Can ecosystems and wildlife be bought?

A benefit and cost analysis will surely make it seem that the answer to this question is YES. Problems when looking at a benefit and cost analysis when dealing with environmental issues is that certain benefits or costs can not be quantified in monetary value; therefore those externalities are discredited by the state and not included in analyses. As mentioned earlier about half of the $15 billion cost would be put towards restoring the environment. Which bears the question can ecosystems and wildlife that have been created over centuries be repaired by $8 billion dollars? In an article by Baykeeper.org titled “Lawsuit Challenges California Permits for Delta Tunnels to Harm Endangered Salmon, Smelt” Earthjustice staff attorney Trent Orr stated, “State officials from the governor on down falsely claim that WaterFix would improve conditions for critically endangered native fish, including California’s once abundant chinook salmon.

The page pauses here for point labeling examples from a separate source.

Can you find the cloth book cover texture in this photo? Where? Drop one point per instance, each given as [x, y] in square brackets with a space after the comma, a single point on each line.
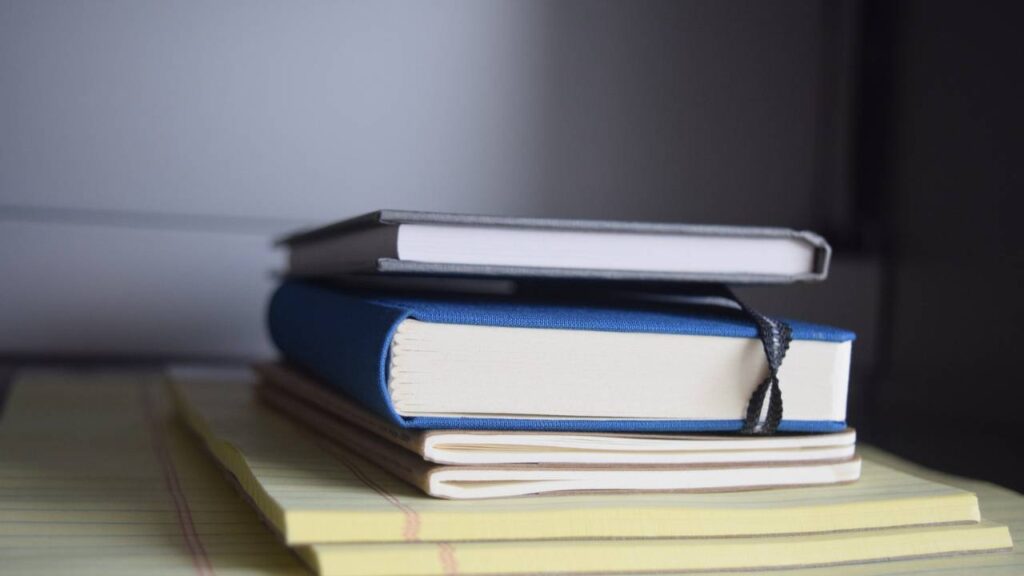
[344, 338]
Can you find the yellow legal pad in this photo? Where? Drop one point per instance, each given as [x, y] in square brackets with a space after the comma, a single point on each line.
[93, 481]
[314, 492]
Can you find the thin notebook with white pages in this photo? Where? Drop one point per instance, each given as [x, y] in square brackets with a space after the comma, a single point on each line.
[401, 242]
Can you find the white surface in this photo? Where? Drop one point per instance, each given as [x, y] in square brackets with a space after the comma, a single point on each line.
[132, 132]
[114, 291]
[604, 250]
[453, 369]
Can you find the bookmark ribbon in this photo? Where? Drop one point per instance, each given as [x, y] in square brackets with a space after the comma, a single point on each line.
[775, 337]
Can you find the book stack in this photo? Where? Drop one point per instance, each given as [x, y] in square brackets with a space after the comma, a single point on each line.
[440, 372]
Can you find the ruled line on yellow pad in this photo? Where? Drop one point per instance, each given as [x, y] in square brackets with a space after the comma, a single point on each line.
[311, 497]
[95, 479]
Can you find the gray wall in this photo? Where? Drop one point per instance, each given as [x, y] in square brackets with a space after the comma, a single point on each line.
[150, 151]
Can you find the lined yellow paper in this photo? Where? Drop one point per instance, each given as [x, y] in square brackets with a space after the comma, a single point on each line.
[93, 480]
[313, 492]
[83, 491]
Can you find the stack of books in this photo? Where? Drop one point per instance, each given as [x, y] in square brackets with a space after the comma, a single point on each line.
[439, 372]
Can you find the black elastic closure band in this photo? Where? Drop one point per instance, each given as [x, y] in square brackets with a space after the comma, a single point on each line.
[775, 337]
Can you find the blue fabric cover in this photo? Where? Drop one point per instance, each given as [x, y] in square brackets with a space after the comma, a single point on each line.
[344, 337]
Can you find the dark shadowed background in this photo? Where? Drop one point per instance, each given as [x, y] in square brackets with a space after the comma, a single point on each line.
[151, 151]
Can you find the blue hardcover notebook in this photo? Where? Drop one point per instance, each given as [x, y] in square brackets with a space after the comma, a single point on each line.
[488, 363]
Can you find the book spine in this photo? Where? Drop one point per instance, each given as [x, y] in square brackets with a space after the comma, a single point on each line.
[342, 340]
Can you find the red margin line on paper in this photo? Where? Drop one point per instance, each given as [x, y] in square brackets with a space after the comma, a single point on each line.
[193, 541]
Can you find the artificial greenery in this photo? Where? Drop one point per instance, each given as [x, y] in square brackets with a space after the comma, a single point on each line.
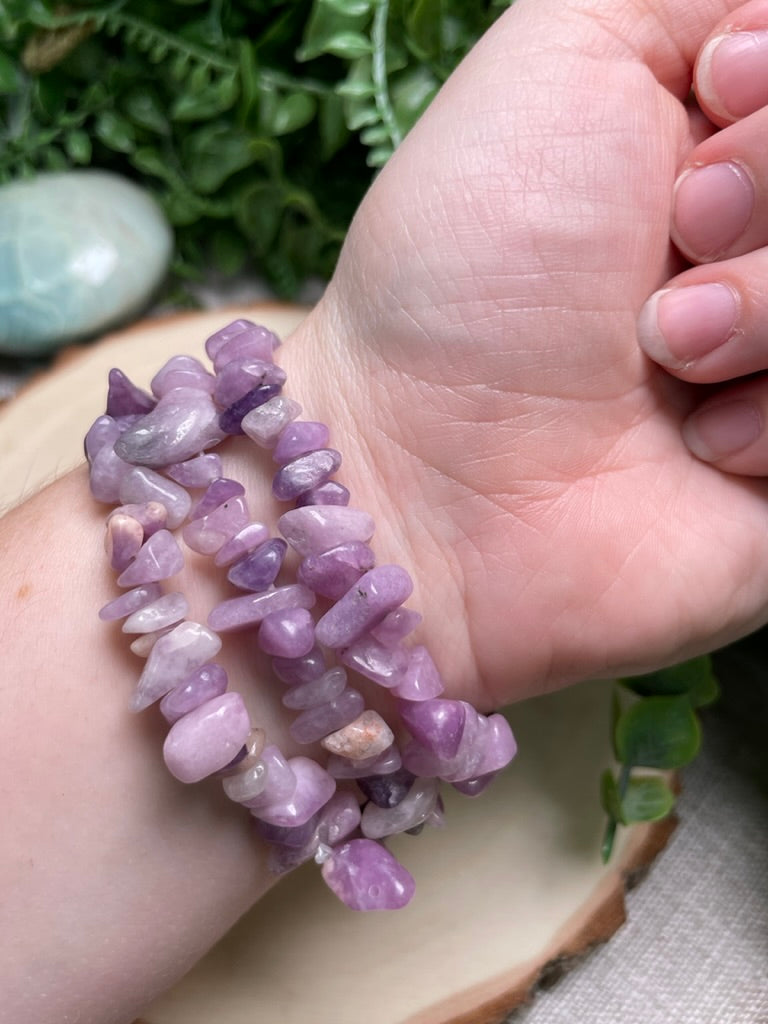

But disrupting a vast area with decades of construction to take even more fresh water from an already degraded Delta would hasten these species’ demise, not restore them to healthy populations.” In figure 2 courtesy of Nodeltagates.com the salmon populations are shown from 1992 to 2011. Look from 2002- 2012,this is roughly the same time period construction would last for the tunnels.

Figure 2. Salmon Population Levels. ( Courtesy of Nodeltagates.com)

Notice that when increased pumping started during this time span the population sharply declined. Remember this is the damage caused by those 800,000 acre feet annually existing pumps. Imagine the significant stress the salmon and other fish populations will be put under during a decade of massive construction and 4.9 million acre feet taken every year after that. It just does not seem reasonable to state the tunnels could improve environmental conditions. Especially when considering the amount of destruction caused by massive dozers and excavators. $8 billion dollars cannot replace a salmon population or replace the fragile ecosystems destroyed.

Is there a solution?

So if the delta pumps currently used cause damage and the proposed delta tunnels would also cause significant damage, what the hell is the solution? The simple answer to this question is that there is no instant fix for California’s water issue, despite the tunnel project being called the “ CA WaterFix,” though there may be a few alternative routes to be explored before massive tunnels. A major component to helping the water situation is conservation. Aging infrastructure with inefficient and outdated water transfer systems leak and need to be updated to more efficient systems, this alone would dramatically increase the amount of water conserved. We also need to consider using existing natural resources for storing water. Using over-pumped groundwater aquifers to store water in wet years could possibly provide a cushion for dire dry years in California. Another natural resource that could be utilized is rainwater capturing, which was not even legal in California until 2012. Just like solar fields are being installed, capturing stations or fields could be constructed in higher precipitation areas in central/southern California.

Are we really as clever as we think?

The idea that mankind can outsmart the environment with technology and money is mediocre at best. Imagine the better types of solutions that may arise during the decade long construction process of the tunnels. The Delta is a very fragile ecosystem and salmon are a delicate species in our Northern California waterways. With a new administration at the helm its hard to project what will become of this issue. Two massive concrete tunnels may not be worth the gamble to the environment and wildlife that would be affected by their construction!